Mounting evidence indicates that saturated fatty acids amplify inflammation. Fatty acids can activate G-protein–coupled receptors and initiate the arachidonic acid cascade. This in turn leads to production of eicosanoids, lipid mediators of inflammation.
“Global lipid analysis is indispensable in quantitation of all products in the inflammatory cascade,” says Dr. Dennis. “One of the major achievements of the LIPID MAPS consortium is development of over 500 standards covering eight main lipid categories in plasma, as well as 150 authentic eicosanoid standards. Now we can follow production of eicosanoids in response to inflammatory stimuli and correlate the molecular profiles with physiological manifestations of inflammation.”
In the study of inflammation caused by Borrelia (an agent of Lyme disease), the team identified a number of unusual eicosanoids, including resolvins and protectins thought to help resolve inflammation.
“We are just beginning to explore ways to increase the levels of beneficial anti-inflammatory eicosanoids,” says Dr. Dennis. “By applying lipidomic tools to model systems we can follow eicosanoid fluxes in response to inflammatory stimuli. Then we overlay the effects of dietary supplements.”
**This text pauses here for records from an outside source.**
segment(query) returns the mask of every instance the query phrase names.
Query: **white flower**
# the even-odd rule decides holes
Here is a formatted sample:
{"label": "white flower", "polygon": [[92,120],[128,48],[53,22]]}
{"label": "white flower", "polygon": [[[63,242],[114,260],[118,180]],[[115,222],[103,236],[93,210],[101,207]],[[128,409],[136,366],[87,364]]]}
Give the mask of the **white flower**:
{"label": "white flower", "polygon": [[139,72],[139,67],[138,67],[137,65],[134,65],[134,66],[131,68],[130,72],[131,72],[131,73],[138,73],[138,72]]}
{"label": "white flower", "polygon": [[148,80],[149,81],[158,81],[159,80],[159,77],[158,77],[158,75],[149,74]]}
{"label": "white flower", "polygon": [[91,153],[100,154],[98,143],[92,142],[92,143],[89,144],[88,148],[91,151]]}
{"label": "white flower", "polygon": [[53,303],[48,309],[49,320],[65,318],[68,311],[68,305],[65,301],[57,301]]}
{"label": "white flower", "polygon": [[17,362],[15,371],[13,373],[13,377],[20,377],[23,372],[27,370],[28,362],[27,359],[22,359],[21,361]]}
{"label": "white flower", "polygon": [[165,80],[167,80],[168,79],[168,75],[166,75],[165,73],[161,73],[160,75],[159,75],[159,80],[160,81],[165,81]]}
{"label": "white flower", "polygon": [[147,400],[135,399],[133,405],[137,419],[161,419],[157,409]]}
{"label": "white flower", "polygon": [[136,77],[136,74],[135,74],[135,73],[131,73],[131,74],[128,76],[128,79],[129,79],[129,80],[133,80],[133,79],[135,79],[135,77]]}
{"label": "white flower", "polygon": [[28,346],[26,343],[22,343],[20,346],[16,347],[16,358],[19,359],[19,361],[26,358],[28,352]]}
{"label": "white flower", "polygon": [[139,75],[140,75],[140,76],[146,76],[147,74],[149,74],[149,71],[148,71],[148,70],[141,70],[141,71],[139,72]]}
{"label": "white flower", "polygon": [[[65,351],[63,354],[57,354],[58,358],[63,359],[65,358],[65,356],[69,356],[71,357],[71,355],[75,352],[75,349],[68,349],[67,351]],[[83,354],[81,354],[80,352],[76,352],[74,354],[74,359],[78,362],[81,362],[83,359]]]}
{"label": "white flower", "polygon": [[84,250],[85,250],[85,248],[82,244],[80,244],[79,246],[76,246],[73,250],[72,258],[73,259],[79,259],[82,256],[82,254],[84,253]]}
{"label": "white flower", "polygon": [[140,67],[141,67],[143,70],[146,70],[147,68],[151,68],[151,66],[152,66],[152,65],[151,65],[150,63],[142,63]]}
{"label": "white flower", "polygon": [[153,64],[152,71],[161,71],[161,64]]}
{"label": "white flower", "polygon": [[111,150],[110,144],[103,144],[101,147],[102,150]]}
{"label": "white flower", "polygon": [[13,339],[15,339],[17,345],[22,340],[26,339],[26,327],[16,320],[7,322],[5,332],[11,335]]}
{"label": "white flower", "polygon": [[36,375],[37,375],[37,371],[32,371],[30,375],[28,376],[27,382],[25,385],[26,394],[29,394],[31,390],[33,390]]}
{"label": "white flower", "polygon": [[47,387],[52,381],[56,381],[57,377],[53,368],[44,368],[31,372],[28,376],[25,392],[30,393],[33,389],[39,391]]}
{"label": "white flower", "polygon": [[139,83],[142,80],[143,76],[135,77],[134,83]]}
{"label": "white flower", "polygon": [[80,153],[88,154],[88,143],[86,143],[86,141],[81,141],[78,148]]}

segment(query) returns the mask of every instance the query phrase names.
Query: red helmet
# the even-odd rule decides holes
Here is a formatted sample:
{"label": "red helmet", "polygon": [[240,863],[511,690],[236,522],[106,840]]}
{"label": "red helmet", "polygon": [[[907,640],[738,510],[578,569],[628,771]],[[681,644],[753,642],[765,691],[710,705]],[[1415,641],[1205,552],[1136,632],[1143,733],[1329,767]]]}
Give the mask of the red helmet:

While dietary fish oil, rich in omega-3 fatty acids, was long known to elicit anti-inflammatory effects, the exact mechanism of action was not understood. Using the comprehensive analysis of the whole lipid cascade, Dr. Dennis and colleagues were able to demonstrate the direct mechanistic effects of omega-3 fatty acids on the production of mediators.
“Current technological achievements in lipidomics offer incredible opportunities to understand diseases and then to find mechanisms to treat them,” explains Dr. Dennis. “Investigation of hyperalgesia, or hypersensitivity caused by previous trauma, such as a burn or mechanical injury, is an example of such lipidomic discovery.”
Peripheral injury generates eicosanoid “memory signatures” in neurons. A new discovery showed that hepoxilins, metabolites in these signatures, act on well-known receptors of calcium signaling. These findings now enable development of anti-inflammatory therapeutics targeting these receptors.